Die schöpferischen Prozesse verwandeln Material, und das heißt jetzt: Substanz, Umgebung, Licht, Form, Farbe. Dieser Verwandlung haftet stets Erinnerung an; als Möglichkeit unserer Wahrnehmung, in die Prozesse einsteigen zu können. Das Erinnern als Element von schöpferischen Prozessen jedoch nimmt eine entschieden andere Richtung als etwa in der Archäologie oder der Paläonthologie, in der Ähnlichkeiten zu Wesensbestimmungen verdichtet werden, um das Bekannte im Fremden zu fixieren. Hier dagegen dient das Erinnern dem Schwung holen der Wahrnehmung, um sich aus der Ähnlichkeit zu lösen und nie zuvor Bemerktes zu erfahren. Das wird deutlicher, betrachtet man die Konstellationen: Steinvorhang (Wurzer) und über schwarzen Gummistrang aufgerollte, mattsilbrig glänzende Folie (Werres), mittels Metallhalterungen an der Wand, knapp über dem Boden, befestigt.
Alles von Vorhängen Bekannte erstarrt in der Versteinerung: das Fließen des Stoffes, sein Fallen und leichtes Schleppen über den Boden, die Dichte des Gewebes wird undurchlässiger, das Gewebe gröber und fester, der Faltenschwung zu schroffen, steilen Klüften, Falte zu Spalte. Das Schützende wandelt sich zu massiv Verbergendem, wie überhaupt alle sinnliche Erfahrung verändert wird; mit den Augen ist dies zu bemerken. An seiner Oberfläche unzählige kleine Steine, deren Härte und Regellosigkeit das Gegenteil ihrer selbst formieren. In der Tier-und Pflanzenwelt, namentlich an ihren Übergängen, nennt man dies Mimikry. Die Steine bewahren ihr Wesenhaftes und zeugen von ihrem Gegenteil, dem Weichen, Fließenden, das sie wiederum selbst einst formte.
Werres Transformationen folgen den Eigenschaften des Materials und lösen dabei plastisches Potential heraus: die Folie umwickelt das Durchgängige des Strangs, die Horizontalität und Längsausrichtung beibehaltend; die Befestigungen an der Wand heben und halten das Umwickelte.
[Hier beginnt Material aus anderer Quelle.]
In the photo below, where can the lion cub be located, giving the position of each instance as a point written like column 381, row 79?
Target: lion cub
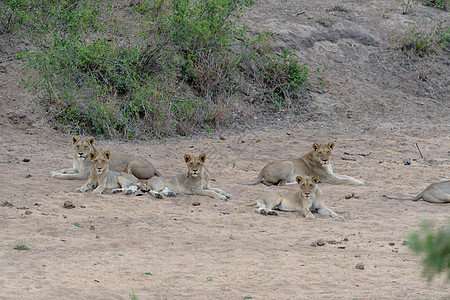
column 129, row 163
column 101, row 178
column 307, row 199
column 195, row 182
column 315, row 163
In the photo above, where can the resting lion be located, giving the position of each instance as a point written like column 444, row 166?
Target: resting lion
column 130, row 163
column 437, row 192
column 195, row 182
column 315, row 163
column 101, row 178
column 307, row 199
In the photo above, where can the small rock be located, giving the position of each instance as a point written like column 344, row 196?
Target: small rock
column 68, row 205
column 7, row 204
column 319, row 242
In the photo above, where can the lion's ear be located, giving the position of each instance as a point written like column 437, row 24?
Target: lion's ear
column 92, row 155
column 316, row 146
column 107, row 154
column 90, row 140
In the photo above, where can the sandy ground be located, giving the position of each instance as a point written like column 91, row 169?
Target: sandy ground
column 218, row 250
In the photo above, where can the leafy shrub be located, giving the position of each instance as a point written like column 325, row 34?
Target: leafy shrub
column 434, row 244
column 180, row 71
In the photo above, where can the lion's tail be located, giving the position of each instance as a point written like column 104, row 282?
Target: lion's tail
column 399, row 198
column 254, row 182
Tieferes geht damit einher: das Licht wird zur modellierenden Kraft, erzeugt auf der Oberfläche der Folie Schwerelosigkeit und Dichte, die Halterungen markieren rhythmisierende Durchbrechungen und bringen so Zeitlichkeit in die Wahrnehmung, der Raum zwischen Boden und Wand wird zu etwas anderem. Die Erinnerung an diese Wandstelle verfliegt genauso wie die an die Materialien selbst. Das Gebilde entfallet organische Qualitäten, das Mechanische ihrer Verbindung zeigt sich im Licht der Oberflächenreflexe, belebt wie gewachsene Übergänge. Organloser Körper, fließende Kräfte. Das Aufgerollte bricht immer wieder hervor, wird ähnlich dem Vorhang und wandelt sich in der partiellen Erinnerung zum Gemeinsamen des sehr Verschiedenen. Assoziationssprünge stellen sich ein: vom herabhängenden Vorhang zum aufgerollten Segel. Das ist im Übergang von Vorhang zu Segel dort sichtbar, wo dos Segel das Aufgerollte Ist, also die Zurücknahme seines Zwecks, den Wind fangend sich zu blähen und voran zu treiben – ein Erinnerungs- und Assoziationsfragment, das den sich entfaltenden Vorhang hinein nimmt. Oder der Übergang von Vorhang und Raum, den er trennt, abschließt, zweiteilt: der Spalt unten öffnet die Geschlossenheit des Vorhangs an unerwarteter Stelle, dort, wo Kontinuität sein müßte. Geht man um ihn herum, an ihm vorbei, so verändert sich in der Wahrnehmung seiner Ruckseite auch sein Wesen. Kein Stein, kein Stoff, die Transformation zur Folie oder das Blähen schwarzer Segel, die Verbindung zum aufgerollten Licht auf der Oberfläche von Werres Arbeit. Möchten wir lieber den Bereich der Bilder verlassen, so kann man nüchterner konstatieren: Hier stoßen differenzierte Raum- und Körpererfahrungen aufeinander, um Einsichten in Bereiche der Wahrnehmung zu öffnen, in denen das Phänomen der physischen und optischen Grenzen korreliert.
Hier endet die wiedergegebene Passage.